Crossing at Wenatchee is nice, safe, and with a state park right there.

https://ridewithgps.com/routes/43592319

Offline DonKahn1

Re: Crossing the Palouse in summer
« Reply #4 on: July 12, 2023, 02:24:42 pm »
Thanks for the route suggestions.  I decided on a combo of State routes 23 and 28.  Should be in Wenatchee tomorrow.  Both 23 and 28 were nice for riding and enough towns en route to get water etc.  Will probably continue on Hwy 2 to Everett and ferry to Whitby Island to get to the Olympic Peninsula.
Thanks again for the route ideas

Offline jamawani

Re: Crossing the Palouse in summer
« Reply #5 on: July 12, 2023, 10:34:21 pm »
There are a few miles of unpaved road on top of the mesa between Soap Lake and Wenatchee -
But getting to ride Moses Coulee is worth it.

Offline jamawani

Re: Crossing the Palouse in summer
« Reply #6 on: July 12, 2023, 11:07:35 pm »
Some suggestions -
Lake Wenatchee is lovely. Busy on weekends.
(But Washington State Parks has a "No Turn Away" policy.)
https://www.adventurecycling.org/routes-and-maps/adventure-cycling-route-network/no-turn-away-bike-camping-policies/

https://ridewithgps.com/routes/43646298
https://ridewithgps.com/routes/43646327

West of Skykomish it gets very tricky on US 2. Do NOT attempt on a weekend.
Traffic is heavy in general, but 2X or 3X - especially on Sunday afternoons westbound.

Offline jamawani

Re: Crossing the Palouse in summer
« Reply #7 on: July 13, 2023, 04:32:52 pm »
PS -

Here are two more segments.
US 2 west of Skykomish is very, very tricky.
Do not ride on the weekend, especially do not ride westbound on Sunday.
The highway has a tunnel, narrow bridges, sections with little to no shoulders,
plus, guardrails which force you into the travel lanes when there is a small shoulder.
The best time to ride from Skykomish to Sultan (30 miles) is between 8a and noon.
Make sure to take Reiter Road out of Index.

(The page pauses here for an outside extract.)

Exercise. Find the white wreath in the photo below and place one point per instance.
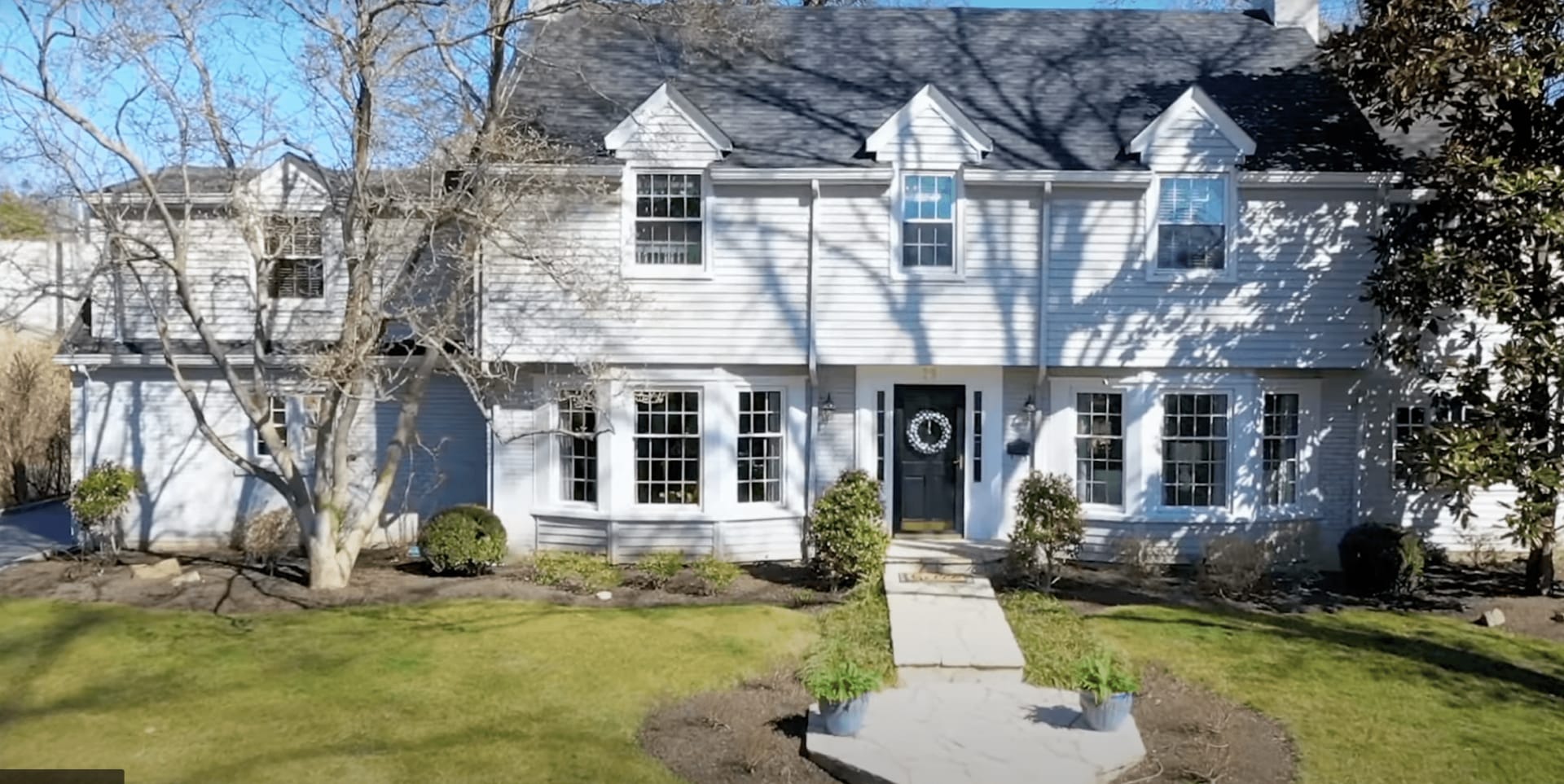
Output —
(917, 423)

Sultan to Monroe to Everett has better back road options.
Still, you are getting into a more populated region.

https://ridewithgps.com/routes/43646555
https://ridewithgps.com/routes/43646621

Offline DonKahn1

Re: Crossing the Palouse in summer
« Reply #8 on: July 18, 2023, 12:31:33 pm »
Thanks for all your helpful information on the hwy 2 route.  I made it safely out to the Olympic Peninsula.  Your descriptions of the narrrow shoulders near Skikomish were spot on.  After a couple of days on the Olympic Peninsula, I am planning on taking the ferry to Victoria, and then cycling on to Banf and Jasper.  Hope to take the via rail east from Jasper to Ontario, and then cycle home to northern Minnesota
Thanks again for your helpful route descriptions

Offline jamawani

Re: Crossing the Palouse in summer
« Reply #9 on: July 18, 2023, 12:41:14 pm »
You are most welcome.  Jama

Offline Ty0604

Re: Crossing the Palouse in summer
« Reply #10 on: July 19, 2023, 04:08:15 pm »
Hello,
I am currently on a cross country trip from Washington DC to the Olympic Peninsula.  Since I am a proud 1986 graduate of the University of Idaho, I am stopping in Moscow Idaho in a day or two.

Hey Don! In the future consider riding the Palouse to Cascade State Park Trail, which will soon be the longest Rails to Trails Route in the USA, replacing the Katy Trail in Missouri.

https://www.parks.wa.gov/521/Palouse-to-Cascades-Trail

Graduated from Washington State in 2015 and miss the Palouse so very much. I dated a girl who went to UI and I rode the trail between Pullman and Moscow fairly often. I purchased my first bike at the LBS in Pullman and that’s where I got hooked on bicycle touring.